Qual è il limite tra libertà di espressione e offesa? Tra dato oggettivo e incitamento all’odio razziale? Sono queste le domande che scaturisce il caso Egonu-Vannacci, dopo che il giudice di Lucca ha deciso di far cadere le accuse di diffamazione che la campionessa di volley aveva mosso contro il generale, neo eletto in parlamento europeo con la Lega.
Al centro della contesa, le parole che Roberto Vannacci ha utilizzato nel suo libro, già ampiamente discusso, “Il mondo al contrario”, in riferimento a Egonu. La pallavolista viene tirata in ballo in quelle pagine come esempio random di un’italianità diversa da quella che l’autore intende, come simbolo di una società multietnica e multiculturale che poco piace allo scrivente che, dal canto suo, preferisce quella di Enea, Giulio Cesare, Romolo, Dante. E’ il loro sangue che scorre nelle vene di Vannacci, o almeno è ciò che gli piace credere. E’ a loro che fa riferimento quando parla di elementi cristallizzati della nostra cultura, evidentemente saltando le pagine di storia che raccontano della conquista araba del meridione o di quella normanna, che inevitabilmente hanno influenzato e contaminato già allora l’italianità vannacciana. Ma forse il sud è storia a sé.

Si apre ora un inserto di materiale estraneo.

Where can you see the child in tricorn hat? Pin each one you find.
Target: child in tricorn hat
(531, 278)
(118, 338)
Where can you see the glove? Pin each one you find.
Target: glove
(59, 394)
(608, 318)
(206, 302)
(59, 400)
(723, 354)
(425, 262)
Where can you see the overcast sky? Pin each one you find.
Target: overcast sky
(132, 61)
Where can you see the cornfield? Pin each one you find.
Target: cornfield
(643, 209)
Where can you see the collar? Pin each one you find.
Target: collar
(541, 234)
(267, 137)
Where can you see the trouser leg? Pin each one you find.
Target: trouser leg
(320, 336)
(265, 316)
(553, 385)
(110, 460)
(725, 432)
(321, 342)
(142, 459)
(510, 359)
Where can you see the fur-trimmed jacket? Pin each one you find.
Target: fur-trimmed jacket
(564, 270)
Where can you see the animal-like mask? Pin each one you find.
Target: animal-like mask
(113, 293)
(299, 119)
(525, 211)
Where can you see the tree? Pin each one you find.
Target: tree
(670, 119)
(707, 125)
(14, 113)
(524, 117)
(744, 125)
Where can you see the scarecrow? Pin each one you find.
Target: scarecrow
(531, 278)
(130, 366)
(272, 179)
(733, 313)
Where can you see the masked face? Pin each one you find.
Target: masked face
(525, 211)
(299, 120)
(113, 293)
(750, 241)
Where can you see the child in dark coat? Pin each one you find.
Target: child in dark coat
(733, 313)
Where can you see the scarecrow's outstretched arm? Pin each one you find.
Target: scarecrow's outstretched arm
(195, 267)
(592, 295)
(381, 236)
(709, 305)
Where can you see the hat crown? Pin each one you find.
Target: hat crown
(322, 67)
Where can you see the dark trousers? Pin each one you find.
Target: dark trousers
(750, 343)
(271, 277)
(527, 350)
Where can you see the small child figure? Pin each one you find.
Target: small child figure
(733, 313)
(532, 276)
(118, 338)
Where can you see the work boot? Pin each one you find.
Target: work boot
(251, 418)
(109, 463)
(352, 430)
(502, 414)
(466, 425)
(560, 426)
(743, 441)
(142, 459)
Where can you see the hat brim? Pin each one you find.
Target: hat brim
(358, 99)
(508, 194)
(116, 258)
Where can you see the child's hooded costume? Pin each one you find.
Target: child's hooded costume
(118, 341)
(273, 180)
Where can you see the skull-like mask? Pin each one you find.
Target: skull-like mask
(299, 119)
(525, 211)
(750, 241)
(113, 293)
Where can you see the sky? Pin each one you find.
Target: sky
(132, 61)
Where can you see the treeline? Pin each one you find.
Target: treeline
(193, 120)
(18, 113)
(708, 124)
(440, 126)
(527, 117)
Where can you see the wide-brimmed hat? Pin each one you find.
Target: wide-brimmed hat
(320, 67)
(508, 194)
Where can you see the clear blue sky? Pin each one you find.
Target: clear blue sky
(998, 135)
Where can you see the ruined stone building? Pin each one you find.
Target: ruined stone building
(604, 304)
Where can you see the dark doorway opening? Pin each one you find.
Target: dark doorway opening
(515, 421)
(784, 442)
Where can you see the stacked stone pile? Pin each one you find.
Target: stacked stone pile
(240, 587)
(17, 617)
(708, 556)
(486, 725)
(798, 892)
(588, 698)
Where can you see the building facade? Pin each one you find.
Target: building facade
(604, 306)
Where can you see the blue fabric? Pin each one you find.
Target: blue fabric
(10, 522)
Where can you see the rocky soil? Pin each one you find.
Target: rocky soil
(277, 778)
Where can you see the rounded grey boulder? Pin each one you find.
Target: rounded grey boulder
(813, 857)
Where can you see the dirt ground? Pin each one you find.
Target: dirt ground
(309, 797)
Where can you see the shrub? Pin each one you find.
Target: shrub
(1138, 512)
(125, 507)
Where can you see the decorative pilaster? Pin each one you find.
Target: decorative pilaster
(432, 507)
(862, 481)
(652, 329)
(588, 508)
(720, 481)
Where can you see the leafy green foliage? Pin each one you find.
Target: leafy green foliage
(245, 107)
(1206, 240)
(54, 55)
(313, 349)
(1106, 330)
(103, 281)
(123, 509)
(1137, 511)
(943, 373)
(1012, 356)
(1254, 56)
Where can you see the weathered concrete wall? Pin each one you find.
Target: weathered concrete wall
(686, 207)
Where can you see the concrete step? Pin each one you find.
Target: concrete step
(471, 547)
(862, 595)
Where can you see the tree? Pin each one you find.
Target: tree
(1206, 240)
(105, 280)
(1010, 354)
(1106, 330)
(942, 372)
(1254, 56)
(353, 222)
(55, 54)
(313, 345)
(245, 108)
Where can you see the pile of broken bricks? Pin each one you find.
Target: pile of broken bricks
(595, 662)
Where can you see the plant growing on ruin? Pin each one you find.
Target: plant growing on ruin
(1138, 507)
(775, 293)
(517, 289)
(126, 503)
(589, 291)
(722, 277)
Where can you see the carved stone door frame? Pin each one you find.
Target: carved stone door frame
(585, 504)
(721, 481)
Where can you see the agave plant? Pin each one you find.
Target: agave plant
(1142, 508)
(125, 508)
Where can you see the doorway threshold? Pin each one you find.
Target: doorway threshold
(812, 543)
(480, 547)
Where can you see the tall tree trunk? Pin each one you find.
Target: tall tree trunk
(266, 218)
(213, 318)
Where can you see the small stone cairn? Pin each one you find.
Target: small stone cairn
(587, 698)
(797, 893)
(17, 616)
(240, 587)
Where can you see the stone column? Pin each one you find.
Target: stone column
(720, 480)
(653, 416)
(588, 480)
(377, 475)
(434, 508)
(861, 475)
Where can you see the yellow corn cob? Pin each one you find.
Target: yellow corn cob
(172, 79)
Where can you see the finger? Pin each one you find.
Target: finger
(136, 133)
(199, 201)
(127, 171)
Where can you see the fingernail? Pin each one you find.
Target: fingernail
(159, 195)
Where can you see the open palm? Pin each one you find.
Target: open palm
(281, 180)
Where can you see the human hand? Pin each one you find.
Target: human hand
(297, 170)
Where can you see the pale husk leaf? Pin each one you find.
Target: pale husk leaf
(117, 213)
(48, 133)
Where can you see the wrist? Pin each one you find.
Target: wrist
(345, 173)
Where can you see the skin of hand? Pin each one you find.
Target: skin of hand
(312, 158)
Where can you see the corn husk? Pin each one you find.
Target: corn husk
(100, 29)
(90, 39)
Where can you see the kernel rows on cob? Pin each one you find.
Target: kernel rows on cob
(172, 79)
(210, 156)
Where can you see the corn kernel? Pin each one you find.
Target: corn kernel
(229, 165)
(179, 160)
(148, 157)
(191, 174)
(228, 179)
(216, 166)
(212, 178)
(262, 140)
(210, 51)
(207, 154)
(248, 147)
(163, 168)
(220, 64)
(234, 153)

Per il generale: “Anche se abbiamo seconde generazioni di italiani dagli occhi a mandorla, il riso alla cantonese e gli involtini primavera non fanno parte della cucina e della tradizione nazionale” (eppure in un fine settimana a Milano ho mangiato più sushi e udon che cotolette); e poi “anche se Paola Egonu è italiana di cittadinanza, è evidente che i suoi tratti somatici non rappresentano l’italianità che si può invece scorgere in tutti gli affreschi, i quadri e le statue che dagli etruschi sono giunti ai giorni nostri”. Anche qui, il generale deve aver saltato qualche pagina di storia dell’arte, quella bizantina ad esempio.
Ad ogni modo la frase, quella su Egonu, può essere “inopportuna”, ma non è offensiva o denigratoria secondo il giudice del tribunale di Lucca. La decisione di archiviare tutto ha ovviamente diviso in due l’opinione pubblica: da una parte chi sostiene il generale e la sua libertà di pensiero; dall’altra chi esprime grande solidarietà alla campionessa.
Se il primo non ha perso occasione per cantare vittoria; la seconda ha preferito rimanere in silenzio e condividere i vari messaggi di vicinanza. Tra questi, quello dei Subsonica che nel pubblicare un estratto della canzone “Pugno di sabbia” (che parla proprio degli italiani di seconda generazione) hanno scritto: “C’è una ragazza italiana forte e talentuosa che ha vinto tante sfide, insultata da un generale che continua a perdere la guerra quotidiana con la decenza. Oggi più che mai siamo contenti di avere scritto questa canzone”.
Torniamo quindi alla domanda iniziale: qual è il limite tra libertà di pensiero e offesa? Chi lo definisce? E’ lo stesso per la giurisprudenza e il vivere civile? Come si giudica una frase, apparentemente innocua, se rischia di insinuare sentimenti di ostilità e di avversione, in chi la legge e in chi la ascolta? A maggior ragione se inserita in un contesto che mira a sostenere una tesi specifica. Dove finisce la responsabilità di chi parla e dove inizia quella di chi interpreta?